A mini “welcome world” is almost fun. I successfully pick up and throw a paper plane after a mere nine attempts. The next activity, using the controllers to shoot rings in the air, is quite fun too – turning your head to see stuff gets quite immersive.

Of course, immersive cuts both ways. Having turned myself to see where I should head next, I forget that while things with your arms are done by moving your arms, legs are different – legs are the joystick. I reflexively step forwards before realising my error, and trip over my coffee table. Another triumph.

That one is probably my fault, and the “welcome world” was almost momentarily fun. I try to have a better attitude – and then step into the weird, empty world of Horizon Worlds. Whenever I visit, there is almost no one there. I go to a game arcade and anything I try features me, solo, playing a game that would’ve been called dated in 1993.

I try the “comedy club” instead – and see the most people together I have seen before or since in Horizon Worlds, six people seemingly chatting by a fire pit. But their voices sound so artificial, and conversation so banal, I find myself wondering whether or not they’re even real – or are there a few automated accounts to make the world feel populated?

Going into the actual comedy club, there is… no comedy. Surely the one advantage of virtual reality is you could record and repeat live performances, but if they were taking advantage of that I couldn’t discover how.
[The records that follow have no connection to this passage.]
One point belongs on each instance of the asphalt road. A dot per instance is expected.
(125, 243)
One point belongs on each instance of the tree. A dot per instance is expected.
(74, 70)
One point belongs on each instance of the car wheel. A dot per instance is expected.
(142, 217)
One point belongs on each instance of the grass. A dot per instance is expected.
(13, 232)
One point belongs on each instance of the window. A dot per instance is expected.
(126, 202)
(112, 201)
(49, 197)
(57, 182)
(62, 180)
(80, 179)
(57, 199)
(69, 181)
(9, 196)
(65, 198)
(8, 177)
Instead, I try to leave, pick the wrong door, and find myself in a truly baffling place – a gents urinal, in a virtual world where everyone is a floating torso and no one needs to wee. There are pseudo-“posters” on the wall, which if I click will teleport me to a world someone else made, right from the toilets. The completely inexplicable hopelessness of being stuck in an imaginary urinal in an empty virtual universe makes me – for the first time in my life – contemplate heroin as a route out of existential angst. I settle for a toastie instead.

The final experience I try is to attend a couple of virtual gigs – as these do stream round the clock for a limited time. It is… jarring… to sit in an empty virtual arena watching a clunky three-dimensional video of someone performing. Sizing changes depending on how near the stage you are – sometimes the performer is your size, sometimes they loom over you like a three-storey giant.

One user stood on a balcony, jumping repetitively, while another seemed to watch from the centre. Any attempts to take screenshots here let me grab the “crowd”, but blanked out the artist – presumably meaning that rights issues in the metaverse were settled long ago. At least something is.

If this is the future of Meta, then Meta has no future. Its future is boring, and empty and clunky – full of eye-strain and set-up issues. This is not ready for the mass audience. It is a product in search of an audience, not something anyone would make to fill a need. It has soaked up enough money so far that you could give £250 to every man, woman and child in the UK and still spend less.

It is Mark Zuckerberg’s biggest bet. It is bleak.